De repente, una de sus compañeras iluminó el mundo: Era el sol. Los pájaros cantaban y las serpientes se preparaban para devorar a sus presas. Desesperada le pidió auxilio y ante su indiferencia trazó un signo de auxilio con piedras del color del cielo. Nadie respondió.

Recorrió cabizbaja un pueblo lleno de primates con alcaldes, policía y carnicerías desde donde colgaban seres que alguna vez habían amado. Jovencitos desesperados por salir de su pueblo infernal a metrópolis frías en las que no serían más que un grano de arena sobre el mar. En la plaza central vio grandes samanes y orquídeas que colgaban como si el mundo no existiera. Por un momento, sonrió.

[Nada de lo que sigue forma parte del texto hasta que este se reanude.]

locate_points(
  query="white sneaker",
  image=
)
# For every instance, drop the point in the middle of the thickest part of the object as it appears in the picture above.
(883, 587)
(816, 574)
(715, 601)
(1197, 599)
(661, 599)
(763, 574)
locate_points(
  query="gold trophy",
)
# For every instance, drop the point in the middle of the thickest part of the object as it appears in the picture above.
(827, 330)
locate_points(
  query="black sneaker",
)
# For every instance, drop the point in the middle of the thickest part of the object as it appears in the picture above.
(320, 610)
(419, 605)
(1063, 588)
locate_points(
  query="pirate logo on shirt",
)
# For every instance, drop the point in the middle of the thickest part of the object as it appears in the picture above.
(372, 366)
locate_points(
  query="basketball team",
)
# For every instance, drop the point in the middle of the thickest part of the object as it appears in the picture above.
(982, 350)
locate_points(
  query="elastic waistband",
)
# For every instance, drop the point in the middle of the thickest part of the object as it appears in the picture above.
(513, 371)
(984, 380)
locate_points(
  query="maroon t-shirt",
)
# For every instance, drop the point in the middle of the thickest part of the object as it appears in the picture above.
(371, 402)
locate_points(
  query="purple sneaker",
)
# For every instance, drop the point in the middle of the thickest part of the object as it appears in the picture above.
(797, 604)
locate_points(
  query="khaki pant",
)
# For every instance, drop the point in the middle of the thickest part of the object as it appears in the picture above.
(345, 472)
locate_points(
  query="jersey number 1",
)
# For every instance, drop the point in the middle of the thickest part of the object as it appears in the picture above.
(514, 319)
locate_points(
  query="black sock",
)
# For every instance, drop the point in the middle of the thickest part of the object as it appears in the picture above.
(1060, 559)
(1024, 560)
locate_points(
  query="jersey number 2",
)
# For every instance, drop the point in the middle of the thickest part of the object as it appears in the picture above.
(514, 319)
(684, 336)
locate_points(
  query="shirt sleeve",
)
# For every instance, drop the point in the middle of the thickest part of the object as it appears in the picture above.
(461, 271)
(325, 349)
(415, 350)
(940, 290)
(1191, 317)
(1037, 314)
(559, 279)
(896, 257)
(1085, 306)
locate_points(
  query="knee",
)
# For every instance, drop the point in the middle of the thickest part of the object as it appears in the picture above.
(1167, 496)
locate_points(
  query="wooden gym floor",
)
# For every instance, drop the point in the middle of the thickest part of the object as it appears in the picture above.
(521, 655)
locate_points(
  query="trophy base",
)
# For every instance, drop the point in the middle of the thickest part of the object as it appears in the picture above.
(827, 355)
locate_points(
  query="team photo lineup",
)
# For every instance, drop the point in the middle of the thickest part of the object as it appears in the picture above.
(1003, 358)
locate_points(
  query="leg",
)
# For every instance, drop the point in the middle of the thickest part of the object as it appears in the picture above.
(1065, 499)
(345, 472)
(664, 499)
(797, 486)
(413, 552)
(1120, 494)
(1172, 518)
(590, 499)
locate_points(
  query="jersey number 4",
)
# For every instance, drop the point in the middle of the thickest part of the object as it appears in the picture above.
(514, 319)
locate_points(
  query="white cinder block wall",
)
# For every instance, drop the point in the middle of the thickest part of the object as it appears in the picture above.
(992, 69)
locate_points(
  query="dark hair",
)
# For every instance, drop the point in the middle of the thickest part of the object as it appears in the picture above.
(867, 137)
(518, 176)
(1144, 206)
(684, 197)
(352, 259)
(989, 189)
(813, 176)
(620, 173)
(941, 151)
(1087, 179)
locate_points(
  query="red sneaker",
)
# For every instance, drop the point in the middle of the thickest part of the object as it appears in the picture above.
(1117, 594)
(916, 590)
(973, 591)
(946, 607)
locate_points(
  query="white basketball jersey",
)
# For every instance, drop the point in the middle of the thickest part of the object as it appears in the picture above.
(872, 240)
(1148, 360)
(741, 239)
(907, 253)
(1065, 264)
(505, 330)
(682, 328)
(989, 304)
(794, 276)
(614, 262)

Una gran pompa era liderada por el alcalde. Vestidos como cuervos, los pueblerinos cargaban el ataúd de un anciano lleno de várices y con las manos secas. Lloraban y lanzaban flores de colores. Qué espantosa sociedad, se dijo mientras reflexionaba pues sabía que la muerte de las estrellas siempre es maravillosa.

Volvió a su rincón del río y se sumergió. De madrugada, notó un pájaro del color del cielo extender sus alas y desplazarse hasta una vasija. Lo siguió desesperada hasta su destino. Le preguntó cómo volar, cómo volver a su hogar. Y mientras comía un plátano, hizo una mirada burlona y susurró: "Ingenua". Partió a volar lejos y desapareció.

Una anciana miraba sentada la escena y emitió una risa sarcástica. Se levantó, se metió a la casa que quedaba al lado del río y cerró las puertas.